III. Bearing the burdens of others is the chief way by which we can fulfil the law of Christ.—Nothing will give us such a resemblance to Him. He lives solely for others. He came voluntarily under the burden of man’s miseries, sacrificing Himself for the race.

IV. Consider the importance of obeying this injunction.—1. For our own sakes. 2. For the good of others. 3. For the prosperity of the Church.The Lay Preacher.

Ver. 5. Burden-bearing.

I. There is the burden of personal responsibility.—This comes out in the formation of character.

II. There is the burden of toil.—Among the steep precipitous mountains of Thibet the traveller meets long processions of hungry, ill-clad Chinamen, carrying enormous loads of tea. There they go, climb, climbing day after day up the rough sides of the mountains, each with his great burden on his back, eyes fixed on the ground, all silent, stepping slowly, and leaning on great iron-pointed sticks, till the leader of the gang gives the signal for a halt, and, after standing for a few minutes, the heavy load again falls on the back and head, the body is again bent towards the ground, and the caravan is once more in motion. You do not wonder that, with a task so monotonous, these poor drudges should acquire a dreary, stupid look, little better than beasts of burden; and you feel sorry for those in whose lives there is a large amount of the like irksome and exhausting routine. Yet there are many who, in order to earn their daily bread, must go through a similar task.

III. There is the burden of sorrow.—Sorrow dwells beneath a king’s robes as much as beneath a peasant’s cloak; the star of the noble, the warrior’s corslet, the courtier’s silken vesture, cannot shut it out. That rural home is such a picture of peace we cannot believe that care or tears are there. That noble castle amidst ancient trees is surely lifted up in its calm grandeur above sighs and sadness. Alas! it is not so. Man is the tenant of both, and wherever man dwells sorrow is sure to be with him.

IV. There is one burden which it is wrong to bear.—It is a sin and a shame to you if you are still plodding along under the burden of unpardoned transgression. The load of guilt, the feeling that our sin is too great for the blood of Christ to expiate, or the grace of God to pardon—this burden it is wrong to bear.—Dr. James Hamilton.

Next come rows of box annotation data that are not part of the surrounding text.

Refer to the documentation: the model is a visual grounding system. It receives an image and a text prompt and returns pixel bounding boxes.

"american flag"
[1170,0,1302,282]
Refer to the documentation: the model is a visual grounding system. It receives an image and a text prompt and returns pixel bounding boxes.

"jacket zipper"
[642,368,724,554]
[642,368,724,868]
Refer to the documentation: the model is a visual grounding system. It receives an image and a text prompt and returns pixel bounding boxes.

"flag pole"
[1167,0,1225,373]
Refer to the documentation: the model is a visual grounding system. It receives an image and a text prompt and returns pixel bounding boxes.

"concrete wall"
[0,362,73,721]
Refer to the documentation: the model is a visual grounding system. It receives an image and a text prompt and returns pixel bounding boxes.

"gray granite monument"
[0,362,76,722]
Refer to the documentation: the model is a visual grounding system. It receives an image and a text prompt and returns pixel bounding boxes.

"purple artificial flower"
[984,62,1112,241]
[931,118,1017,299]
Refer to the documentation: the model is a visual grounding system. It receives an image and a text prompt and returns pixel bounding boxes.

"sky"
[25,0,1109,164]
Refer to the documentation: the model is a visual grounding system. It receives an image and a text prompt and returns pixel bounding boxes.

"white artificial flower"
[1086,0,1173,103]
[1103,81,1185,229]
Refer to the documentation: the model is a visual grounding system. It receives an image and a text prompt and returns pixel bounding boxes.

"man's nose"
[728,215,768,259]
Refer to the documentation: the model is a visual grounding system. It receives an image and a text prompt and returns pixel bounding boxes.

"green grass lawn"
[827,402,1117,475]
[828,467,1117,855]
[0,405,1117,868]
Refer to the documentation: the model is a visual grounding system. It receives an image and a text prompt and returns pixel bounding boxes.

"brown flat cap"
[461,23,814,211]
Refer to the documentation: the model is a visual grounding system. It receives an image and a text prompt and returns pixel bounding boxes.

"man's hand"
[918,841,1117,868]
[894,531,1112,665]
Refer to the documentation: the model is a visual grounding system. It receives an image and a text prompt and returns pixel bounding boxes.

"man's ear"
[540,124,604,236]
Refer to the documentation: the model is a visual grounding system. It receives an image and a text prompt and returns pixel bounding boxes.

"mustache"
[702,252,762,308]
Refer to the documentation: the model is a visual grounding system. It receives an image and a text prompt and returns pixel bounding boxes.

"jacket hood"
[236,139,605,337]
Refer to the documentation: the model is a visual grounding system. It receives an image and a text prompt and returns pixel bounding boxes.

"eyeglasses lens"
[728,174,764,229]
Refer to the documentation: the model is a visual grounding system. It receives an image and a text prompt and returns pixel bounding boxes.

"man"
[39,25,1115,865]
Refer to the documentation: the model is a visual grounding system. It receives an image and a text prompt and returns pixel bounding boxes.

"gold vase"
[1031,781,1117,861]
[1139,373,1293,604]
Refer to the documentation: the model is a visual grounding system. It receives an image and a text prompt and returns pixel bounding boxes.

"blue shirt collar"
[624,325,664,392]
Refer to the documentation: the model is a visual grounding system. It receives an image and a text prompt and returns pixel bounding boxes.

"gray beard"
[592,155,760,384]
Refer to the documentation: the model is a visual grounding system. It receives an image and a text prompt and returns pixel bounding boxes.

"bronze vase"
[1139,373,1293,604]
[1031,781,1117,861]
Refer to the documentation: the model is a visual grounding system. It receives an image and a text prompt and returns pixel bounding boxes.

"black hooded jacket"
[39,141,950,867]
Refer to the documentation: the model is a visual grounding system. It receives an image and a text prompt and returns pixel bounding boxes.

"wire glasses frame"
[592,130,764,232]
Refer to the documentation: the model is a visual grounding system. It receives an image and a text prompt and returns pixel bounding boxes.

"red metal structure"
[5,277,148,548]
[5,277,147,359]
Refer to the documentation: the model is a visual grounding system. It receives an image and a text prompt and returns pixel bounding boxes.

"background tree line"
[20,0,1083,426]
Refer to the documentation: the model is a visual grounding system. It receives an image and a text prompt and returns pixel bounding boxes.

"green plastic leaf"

Bearing our Burdens Alone.

I. The loneliness of each one of us.—One of the tendencies of these bustling times it to make us forget that we are single beings, detached souls. Each great star flung out like an atom of gold dust into space may seem lost amid the hundreds of millions of mightier worlds that surround; and yet no; it rolls on, grave in itself, careering in its own orbit, while its sister-stars sweep round on every side. We stand cut off from one another. We are to stave up side by side our own destiny, we are to be alone with our burdens, not lost in the forest of human lives.